LinkedIn is a massive social network – with over 350 million members, it is the world’s third largest social network, behind only Facebook and Twitter.
However, lots of members does not mean that everyone is doing it right – for example, 50% of Twitter users have never actually sent a tweet.

And only around 50% of LinkedIn members actually visit LinkedIn each month. But despite your LinkedIn profile reflecting who you are professionally, there are some mistakes which millions of people are making. Here are the most common ones:

Incomplete Profile: Completing your LinkedIn profile is actually quite a big task. There is a lot of information that LinkedIn would like you to share. And I’m not referring to people filling out 100% of information; just filling in the basics will mean that you are ahead of most LinkedIn members– name (not nickname), your current role, photo and summary.

But this doesn’t just apply to individuals – a lot of companies have not completed their profile by explaining what they actually do. This, along with creating showcase pages for your key products / services, should be a minimum for any company page.

No Photo (or the wrong one): This is probably the most common mistake, and the least forgivable. Not having a photo on your profile screams out ‘this is a spam account’, so what sort of impression do you think this creates? But don’t just use any photo – avoid photos of you at a party, with your kids (if not relevant to industry), overly arty or just of a poor quality. You shouldn’t need to hire a professional photographer, but if you’re going to take the photo yourself, make sure it doesn’t look like you are taking it yourself – no duck-face selfie please!
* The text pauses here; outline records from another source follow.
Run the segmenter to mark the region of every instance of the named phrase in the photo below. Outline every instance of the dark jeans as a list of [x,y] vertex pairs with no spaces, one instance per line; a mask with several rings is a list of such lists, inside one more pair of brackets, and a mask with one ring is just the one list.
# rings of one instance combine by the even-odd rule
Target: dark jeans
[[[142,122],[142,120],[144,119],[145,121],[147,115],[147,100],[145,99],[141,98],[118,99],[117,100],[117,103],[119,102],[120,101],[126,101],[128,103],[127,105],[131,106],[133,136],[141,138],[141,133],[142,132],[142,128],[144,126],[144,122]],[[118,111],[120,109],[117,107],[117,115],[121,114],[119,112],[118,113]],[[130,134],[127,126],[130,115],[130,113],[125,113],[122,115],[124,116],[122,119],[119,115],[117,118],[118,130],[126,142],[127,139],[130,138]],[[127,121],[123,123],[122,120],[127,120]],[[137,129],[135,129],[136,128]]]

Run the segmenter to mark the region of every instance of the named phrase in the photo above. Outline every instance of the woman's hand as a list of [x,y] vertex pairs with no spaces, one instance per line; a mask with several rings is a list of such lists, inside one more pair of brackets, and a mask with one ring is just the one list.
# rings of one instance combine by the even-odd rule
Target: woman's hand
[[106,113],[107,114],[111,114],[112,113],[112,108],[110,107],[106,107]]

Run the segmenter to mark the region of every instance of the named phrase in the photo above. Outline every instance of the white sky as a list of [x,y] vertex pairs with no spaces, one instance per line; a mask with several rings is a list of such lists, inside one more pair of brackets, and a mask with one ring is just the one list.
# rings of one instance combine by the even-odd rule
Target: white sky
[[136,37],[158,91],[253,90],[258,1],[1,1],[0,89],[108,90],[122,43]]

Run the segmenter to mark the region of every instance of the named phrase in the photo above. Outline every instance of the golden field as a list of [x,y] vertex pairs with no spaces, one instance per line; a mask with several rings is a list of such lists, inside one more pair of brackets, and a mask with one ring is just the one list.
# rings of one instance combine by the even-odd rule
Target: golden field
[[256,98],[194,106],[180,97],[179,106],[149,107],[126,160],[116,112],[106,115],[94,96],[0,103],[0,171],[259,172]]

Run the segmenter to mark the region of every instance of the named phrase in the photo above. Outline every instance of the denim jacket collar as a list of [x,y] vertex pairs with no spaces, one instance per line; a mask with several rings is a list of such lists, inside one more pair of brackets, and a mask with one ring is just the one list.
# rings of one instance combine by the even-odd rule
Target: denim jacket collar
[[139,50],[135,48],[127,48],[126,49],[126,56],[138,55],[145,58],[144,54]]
No interaction: One of the features that I really like about LinkedIn is that there are lots of ways to interact with the community. So not doing so is not making the most of LinkedIn – you can interact via groups, by following and interacting with companies, with your connections and even by posting your thoughts in a status update or an actual post.

It’s called a social network so get social!

Poorly Connecting: There are two big mistakes when it comes to connecting with people. Firstly, receiving unexpected invites to connect from people with whom you don’t have any common ground is unsettling. Have I met these people in the flesh or online; are they a friend of a friend; or are they a completely random stranger? It’s normally the latter!

The second problem is using the default connection request – ‘I’d like to connect with you on LinkedIn’. If you over-type this and explain why you would like to connect, then not only is it more personal (and more likely to result in a connection), then it also explains who you are.

Unsolicited InMail: Like regular email, there is etiquette for LinkedIn InMail. But unlike regular mail, InMail doesn’t have a Spam filter so you can expect people to drop you emails requesting all sorts of things! InMail is a powerful marketing tool, but only if the recipient is open to being communicated with. Otherwise, it is spam and deserves its place in the Trash folder.